Les contre-exemples sont nombreux. Lors de l’opération « Shingle », le 22 janvier 1944, les troupes alliées décident de contourner la Ligne gothique par la mer. Elles effectuent un débarquement à Anzio, petite ville à l’Ouest de Rome. Les alliés débarquent sans opposition. Ayant une opportunité d’encercler toute l’armée Allemande en défensive sur la Ligne gothique et de libérer Rome, les forces alliées débarquent et ne lancent que quelques reconnaissances timides sans envergure, perdant un temps précieux. Ce temps est par contre récupéré par les Allemands pour rameuter des unités pour encercler la tête de pont. La surprise ne faisant plus effet, encerclée, la manœuvre se transforma en échec. Tout particulièrement après l’arrivée sur zone de deux canons allemands sur voie ferrée qui vont bombarder de manière continue le camp retranché allié. Le manque d’audace de la manœuvre était, pour certains, justifiée par le doute sur la capacité des 40000 hommes de résister à la contre-attaque allemande qui aurait quand même eut lieu. Mais si la manœuvre avait été exécutée en coordination avec un assaut de la Ligne gothique, cela aurait peut-être pu déstabiliser les Allemands. 
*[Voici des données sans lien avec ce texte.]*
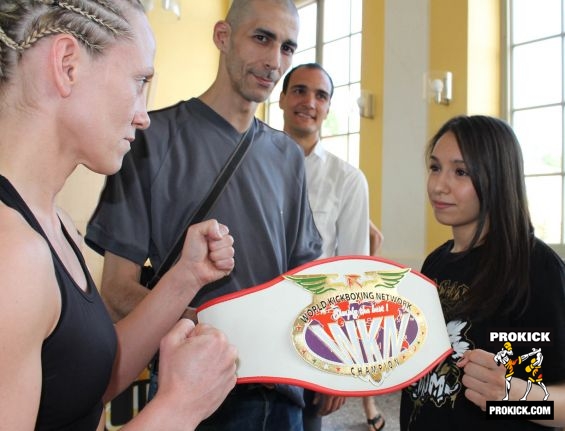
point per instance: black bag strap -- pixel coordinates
(229, 168)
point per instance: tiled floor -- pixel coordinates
(352, 418)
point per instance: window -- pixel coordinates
(536, 108)
(337, 47)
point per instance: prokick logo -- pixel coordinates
(528, 364)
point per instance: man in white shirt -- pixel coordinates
(338, 195)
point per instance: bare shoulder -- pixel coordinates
(28, 282)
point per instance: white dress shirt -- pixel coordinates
(339, 199)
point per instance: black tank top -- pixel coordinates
(77, 357)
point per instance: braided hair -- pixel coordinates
(94, 23)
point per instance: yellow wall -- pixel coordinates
(464, 39)
(372, 66)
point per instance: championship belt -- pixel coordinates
(352, 326)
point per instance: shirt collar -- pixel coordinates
(318, 151)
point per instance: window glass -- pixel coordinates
(539, 132)
(355, 66)
(546, 213)
(337, 145)
(533, 19)
(536, 73)
(307, 33)
(337, 15)
(337, 122)
(356, 16)
(336, 60)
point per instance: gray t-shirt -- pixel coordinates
(169, 170)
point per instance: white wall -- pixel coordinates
(405, 131)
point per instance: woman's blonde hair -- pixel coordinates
(94, 23)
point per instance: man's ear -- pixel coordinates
(281, 100)
(65, 56)
(222, 33)
(327, 110)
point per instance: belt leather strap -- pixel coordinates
(353, 326)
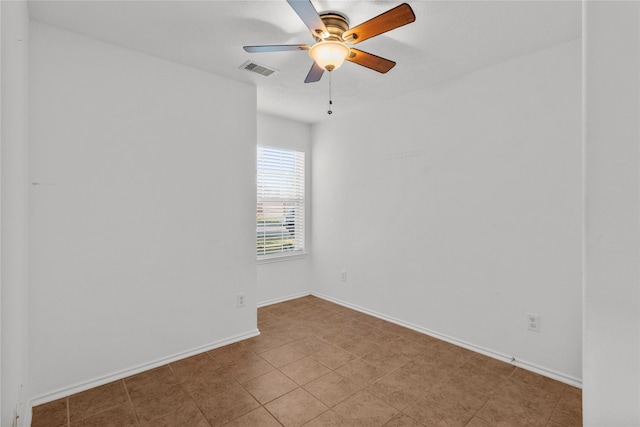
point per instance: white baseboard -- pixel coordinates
(460, 343)
(86, 385)
(283, 299)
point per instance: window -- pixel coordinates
(280, 207)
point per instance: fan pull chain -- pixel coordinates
(330, 101)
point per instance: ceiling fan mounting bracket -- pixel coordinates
(336, 23)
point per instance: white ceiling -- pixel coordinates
(448, 39)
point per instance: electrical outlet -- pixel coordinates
(533, 322)
(240, 300)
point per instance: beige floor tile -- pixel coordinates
(194, 367)
(226, 407)
(503, 412)
(478, 422)
(328, 419)
(395, 393)
(269, 386)
(296, 408)
(360, 372)
(153, 381)
(263, 342)
(96, 400)
(528, 396)
(387, 357)
(364, 409)
(230, 353)
(282, 355)
(568, 412)
(457, 391)
(259, 417)
(432, 413)
(333, 357)
(538, 381)
(149, 405)
(310, 345)
(304, 370)
(358, 345)
(121, 415)
(52, 414)
(402, 420)
(331, 388)
(249, 367)
(187, 415)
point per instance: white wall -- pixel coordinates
(457, 209)
(14, 202)
(142, 210)
(284, 278)
(611, 367)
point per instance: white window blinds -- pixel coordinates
(280, 208)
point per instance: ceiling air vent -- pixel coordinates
(257, 68)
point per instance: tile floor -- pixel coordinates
(320, 364)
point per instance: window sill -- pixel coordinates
(282, 258)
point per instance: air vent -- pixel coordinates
(257, 68)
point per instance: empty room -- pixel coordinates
(320, 213)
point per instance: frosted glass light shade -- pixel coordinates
(329, 55)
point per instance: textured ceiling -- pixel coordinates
(448, 39)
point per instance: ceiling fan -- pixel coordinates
(333, 37)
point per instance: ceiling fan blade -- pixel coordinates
(371, 61)
(275, 48)
(309, 16)
(387, 21)
(315, 73)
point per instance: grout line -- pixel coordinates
(126, 390)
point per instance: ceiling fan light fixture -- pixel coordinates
(329, 55)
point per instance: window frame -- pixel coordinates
(301, 160)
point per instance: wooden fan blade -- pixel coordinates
(275, 48)
(309, 16)
(315, 73)
(371, 61)
(387, 21)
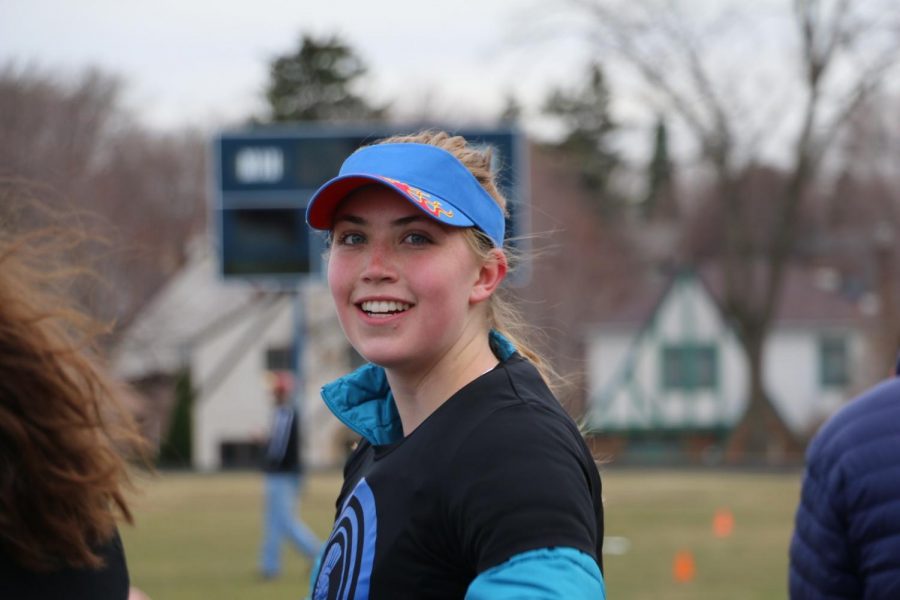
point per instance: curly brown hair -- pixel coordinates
(65, 436)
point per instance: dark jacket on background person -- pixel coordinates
(282, 453)
(846, 541)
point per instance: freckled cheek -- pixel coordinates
(340, 278)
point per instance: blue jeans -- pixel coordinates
(282, 491)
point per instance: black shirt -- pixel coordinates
(497, 470)
(107, 583)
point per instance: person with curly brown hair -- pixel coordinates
(65, 436)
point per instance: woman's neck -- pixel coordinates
(419, 393)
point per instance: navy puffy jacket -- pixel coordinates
(846, 541)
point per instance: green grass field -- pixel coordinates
(197, 536)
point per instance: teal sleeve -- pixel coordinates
(544, 574)
(314, 574)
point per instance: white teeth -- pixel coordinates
(382, 306)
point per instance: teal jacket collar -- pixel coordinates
(363, 400)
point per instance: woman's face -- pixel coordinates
(405, 286)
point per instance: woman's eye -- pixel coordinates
(350, 239)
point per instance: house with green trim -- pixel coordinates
(667, 378)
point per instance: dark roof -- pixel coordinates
(803, 300)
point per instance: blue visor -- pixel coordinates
(429, 177)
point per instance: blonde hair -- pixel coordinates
(503, 315)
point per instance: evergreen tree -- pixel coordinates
(316, 83)
(587, 120)
(176, 450)
(659, 202)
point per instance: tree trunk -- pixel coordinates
(760, 436)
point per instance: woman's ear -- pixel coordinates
(490, 276)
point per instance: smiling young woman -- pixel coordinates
(470, 480)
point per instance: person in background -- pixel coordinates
(283, 466)
(846, 541)
(65, 436)
(470, 479)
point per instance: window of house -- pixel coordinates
(833, 361)
(280, 358)
(690, 366)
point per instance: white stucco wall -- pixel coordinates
(239, 407)
(688, 314)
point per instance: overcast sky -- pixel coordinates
(204, 61)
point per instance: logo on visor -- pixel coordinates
(423, 198)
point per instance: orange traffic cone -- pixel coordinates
(723, 523)
(683, 568)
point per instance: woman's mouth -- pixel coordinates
(383, 308)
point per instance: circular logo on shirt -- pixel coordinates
(346, 565)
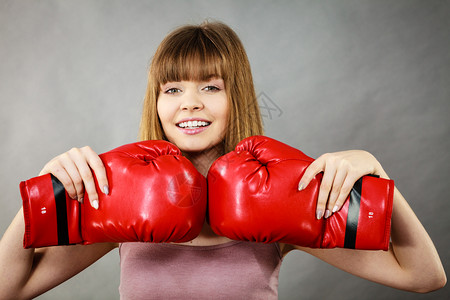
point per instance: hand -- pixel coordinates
(74, 169)
(341, 171)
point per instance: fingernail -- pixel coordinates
(335, 208)
(319, 214)
(95, 204)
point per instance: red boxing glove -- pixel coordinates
(253, 196)
(156, 195)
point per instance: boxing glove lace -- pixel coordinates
(156, 195)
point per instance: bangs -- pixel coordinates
(188, 57)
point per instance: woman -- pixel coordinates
(201, 74)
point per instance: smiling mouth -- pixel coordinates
(193, 124)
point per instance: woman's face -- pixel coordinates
(193, 114)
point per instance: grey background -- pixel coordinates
(336, 75)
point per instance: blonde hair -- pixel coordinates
(199, 52)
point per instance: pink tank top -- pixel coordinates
(234, 270)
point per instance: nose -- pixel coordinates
(191, 101)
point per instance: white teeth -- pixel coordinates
(193, 124)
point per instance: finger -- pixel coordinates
(67, 162)
(98, 168)
(86, 175)
(324, 190)
(58, 170)
(345, 192)
(311, 171)
(339, 179)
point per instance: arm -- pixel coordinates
(412, 262)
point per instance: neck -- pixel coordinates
(204, 159)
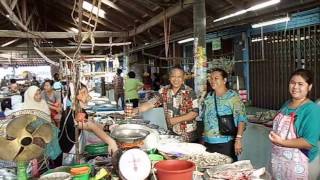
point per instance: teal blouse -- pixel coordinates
(307, 125)
(229, 103)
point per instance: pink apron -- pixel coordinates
(287, 163)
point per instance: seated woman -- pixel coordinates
(68, 123)
(53, 99)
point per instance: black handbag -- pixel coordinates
(226, 123)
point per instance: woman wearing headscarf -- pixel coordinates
(33, 100)
(53, 100)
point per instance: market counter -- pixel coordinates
(256, 145)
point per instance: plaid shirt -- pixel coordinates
(118, 84)
(181, 103)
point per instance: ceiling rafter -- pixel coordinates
(177, 8)
(105, 22)
(139, 8)
(236, 3)
(13, 4)
(149, 4)
(121, 10)
(59, 35)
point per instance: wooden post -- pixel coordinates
(76, 65)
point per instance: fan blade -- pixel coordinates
(44, 132)
(17, 127)
(9, 149)
(29, 152)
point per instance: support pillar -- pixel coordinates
(200, 58)
(125, 60)
(245, 56)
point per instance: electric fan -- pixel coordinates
(24, 138)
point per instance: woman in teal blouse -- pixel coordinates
(296, 132)
(228, 102)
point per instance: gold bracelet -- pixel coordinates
(239, 136)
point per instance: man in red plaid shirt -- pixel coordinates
(180, 105)
(118, 88)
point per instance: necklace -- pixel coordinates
(291, 105)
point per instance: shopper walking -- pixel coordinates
(131, 88)
(53, 99)
(118, 88)
(296, 132)
(223, 103)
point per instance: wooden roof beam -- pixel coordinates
(159, 18)
(149, 4)
(13, 4)
(236, 3)
(58, 35)
(139, 8)
(107, 24)
(12, 16)
(119, 9)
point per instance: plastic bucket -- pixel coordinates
(81, 175)
(174, 169)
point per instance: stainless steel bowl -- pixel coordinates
(129, 133)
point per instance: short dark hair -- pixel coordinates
(6, 103)
(223, 73)
(119, 71)
(307, 75)
(56, 76)
(12, 81)
(48, 81)
(131, 74)
(176, 68)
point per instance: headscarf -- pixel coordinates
(30, 103)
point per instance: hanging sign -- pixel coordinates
(216, 44)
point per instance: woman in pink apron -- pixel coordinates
(296, 131)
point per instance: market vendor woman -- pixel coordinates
(226, 102)
(296, 132)
(180, 105)
(68, 130)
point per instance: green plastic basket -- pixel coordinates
(96, 149)
(83, 176)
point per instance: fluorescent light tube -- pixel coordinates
(263, 5)
(231, 15)
(252, 8)
(88, 6)
(185, 40)
(85, 22)
(267, 23)
(74, 29)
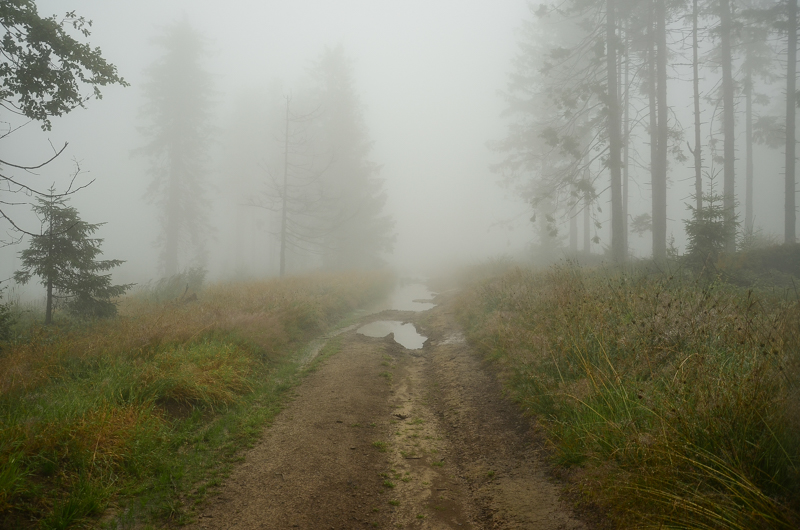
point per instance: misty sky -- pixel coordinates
(427, 72)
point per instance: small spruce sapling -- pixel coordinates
(707, 231)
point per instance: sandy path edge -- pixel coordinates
(383, 437)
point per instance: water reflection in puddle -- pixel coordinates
(404, 334)
(409, 297)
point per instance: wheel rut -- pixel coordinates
(384, 437)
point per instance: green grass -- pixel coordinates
(679, 400)
(136, 419)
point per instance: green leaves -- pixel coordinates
(44, 68)
(64, 257)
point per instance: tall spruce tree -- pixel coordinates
(178, 96)
(64, 257)
(358, 232)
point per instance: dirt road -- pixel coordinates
(384, 437)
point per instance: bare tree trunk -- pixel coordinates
(48, 314)
(573, 230)
(626, 137)
(285, 191)
(728, 123)
(653, 116)
(587, 223)
(791, 105)
(748, 125)
(698, 156)
(173, 220)
(660, 171)
(618, 250)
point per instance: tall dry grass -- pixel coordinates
(675, 402)
(89, 410)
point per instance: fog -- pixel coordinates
(427, 75)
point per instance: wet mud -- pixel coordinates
(382, 436)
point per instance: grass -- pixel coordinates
(135, 419)
(675, 402)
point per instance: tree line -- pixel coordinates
(589, 103)
(335, 221)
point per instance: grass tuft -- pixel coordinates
(144, 413)
(676, 401)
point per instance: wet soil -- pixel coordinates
(384, 437)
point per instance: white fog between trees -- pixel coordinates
(262, 140)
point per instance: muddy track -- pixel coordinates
(384, 437)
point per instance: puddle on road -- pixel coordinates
(404, 334)
(408, 297)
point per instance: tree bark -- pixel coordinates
(587, 224)
(626, 136)
(660, 170)
(728, 124)
(285, 192)
(790, 235)
(618, 250)
(653, 117)
(748, 126)
(698, 150)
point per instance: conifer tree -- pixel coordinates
(178, 108)
(64, 256)
(358, 231)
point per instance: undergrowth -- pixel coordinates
(674, 402)
(135, 419)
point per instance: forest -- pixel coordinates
(584, 210)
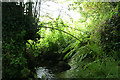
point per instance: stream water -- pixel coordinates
(45, 73)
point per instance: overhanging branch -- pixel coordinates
(60, 30)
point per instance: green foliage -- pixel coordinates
(91, 44)
(15, 28)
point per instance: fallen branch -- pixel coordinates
(61, 30)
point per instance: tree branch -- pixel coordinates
(62, 31)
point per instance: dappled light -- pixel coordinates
(61, 39)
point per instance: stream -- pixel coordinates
(45, 73)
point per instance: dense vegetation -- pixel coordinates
(90, 45)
Appliqué ces trois principes que sont la surprise, la vitesse et la brutalité, permettent à une force égale ou légèrement inférieure de détruire des armées bien supérieures. La vitesse permet d’imposer son temps à l’ennemi qui, de son côté, est obligé de courir après l’adversaire. « Ne tapotez pas…frappez !! », tel est l’injonction du général Guderian lors de son attaque du 10 mai. Sans une action brutale, l’ennemi peut se ressaisir et réagir, mettant en danger l’opération. La brutalité au moment et à l’endroit où l’on cherche a faire plier l’adversaire, donne un avantage décisif. La surprise est élément essentiel pour déséquilibrer l’adversaire. Cumulée aux deux autres, elle permet d’assurer la victoire.

Cela s’applique autant d’un point vue stratégique qu’opératif ou tactique. Au niveau du peloton, la mise en place rapide sur une position favorable, cumulée à une action initiale de feu brutale, limite ou empêche la réaction et assure le succès. Ces principes appliqués à toute l’armée garantiraient la victoire.